The answer might surprise you, it's planes! Plane crashes are very rare, yet the high profile and graphic media coverage of the crashes that occur will likely lead you with a distorted view, which leads to this model.
The Availability Heuristic is a mental shortcut that leads you to overly rely on ‘top of mind’ and easily available information, generally because it’s recent, frequent, or stands out for some other reason.
APPLICATIONS.
Like any heuristic or mental shortcut, the Availability Heuristic can be useful, particularly as it helps to filter and prioritise inputs to find the most likely or pertinent information for a situation. Still, it can also be viewed as a bias that leads to impressionistic thinking rather than considered decisions based on factual information and/or data.
The Availability Heuristic has implications for multiple domains:
- In marketing, it explains the impact of saturation marketing focuses on name recognition over Features or Benefits, that make a brand familiar or 'top of mind'.
- In politics, it explains how repeated or shocking mass media messages can impact public opinion — think of the immediate political impact related to coverage of horrific crimes or shootings.

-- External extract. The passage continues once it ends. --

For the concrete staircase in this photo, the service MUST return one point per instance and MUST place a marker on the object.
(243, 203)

- In investing, it explains how people are more likely to embrace risky trades based on recent high-profile news, for example, the impact on BitCoin after Elon Musk effectively endorsed it.
- In gambling, it explains how you might start to overestimate your lottery chances after seeing news of a few winners.
Daniel Kahneman explained a more insidious use of this heuristic as it relates to what is known as the Mere-Exposure Effect: “A reliable way to make people believe in falsehoods is frequent repetition because familiarity is not easily distinguished from truth. Authoritarian institutions and marketers have always known this fact.”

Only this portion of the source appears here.